PCSK9 variants that lower cholesterol found to increase the risk of type 2 diabetes.
Statins have been long used to lower LDL cholesterol levels in patients to reduce the risk of developing heart disease. However, newer studies show that statins may actually increase the risk of type 2 diabetes, hyperglycemia, and increased weight.
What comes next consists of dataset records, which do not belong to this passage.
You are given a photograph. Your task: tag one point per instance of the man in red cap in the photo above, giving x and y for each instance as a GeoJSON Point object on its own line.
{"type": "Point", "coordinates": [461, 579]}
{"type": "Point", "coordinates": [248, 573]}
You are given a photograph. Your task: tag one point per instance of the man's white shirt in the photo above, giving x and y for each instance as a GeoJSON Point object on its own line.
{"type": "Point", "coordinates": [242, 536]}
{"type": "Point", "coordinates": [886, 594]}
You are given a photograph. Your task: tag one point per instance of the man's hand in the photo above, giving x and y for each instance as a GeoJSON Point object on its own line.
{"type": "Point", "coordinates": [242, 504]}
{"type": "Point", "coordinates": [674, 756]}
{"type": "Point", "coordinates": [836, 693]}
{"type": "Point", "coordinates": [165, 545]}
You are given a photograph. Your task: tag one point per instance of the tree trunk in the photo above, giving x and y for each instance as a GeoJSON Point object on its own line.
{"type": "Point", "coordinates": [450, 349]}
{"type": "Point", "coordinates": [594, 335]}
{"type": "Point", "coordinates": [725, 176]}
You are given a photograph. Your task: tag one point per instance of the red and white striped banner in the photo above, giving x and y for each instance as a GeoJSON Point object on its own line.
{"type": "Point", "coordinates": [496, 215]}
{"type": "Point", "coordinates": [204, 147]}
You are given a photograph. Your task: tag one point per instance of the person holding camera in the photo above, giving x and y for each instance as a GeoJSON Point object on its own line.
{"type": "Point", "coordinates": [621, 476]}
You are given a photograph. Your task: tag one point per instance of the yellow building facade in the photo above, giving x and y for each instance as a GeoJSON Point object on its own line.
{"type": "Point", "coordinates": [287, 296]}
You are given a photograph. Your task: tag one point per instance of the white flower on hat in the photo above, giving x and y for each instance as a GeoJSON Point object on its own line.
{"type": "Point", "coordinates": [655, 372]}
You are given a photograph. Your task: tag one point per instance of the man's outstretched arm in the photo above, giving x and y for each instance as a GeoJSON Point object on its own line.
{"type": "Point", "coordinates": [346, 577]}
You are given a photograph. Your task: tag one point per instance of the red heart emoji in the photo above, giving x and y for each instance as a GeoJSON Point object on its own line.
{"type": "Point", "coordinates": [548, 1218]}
Findings from genetic studies of HMG-CoA reductase (HMGCR), which encodes the statin target, suggest these increased risks are mechanism-based. Other studies have found a more casual link between lower LDL cholesterol and an elevated risk of diabetes. Mutations in the PCSK9 gene have also been seen to reduce cholesterol levels and protect against heart disease.
Novel PCSK9 inhibitors have demonstrated the ability to lower cholesterol up to 70%, with preliminary evidence that these drugs also reduce the risk of heart disease and mortality. Although findings from heart disease-related studies may be available soon, data on diabetes risk related to these drugs will likely not be announced for some time.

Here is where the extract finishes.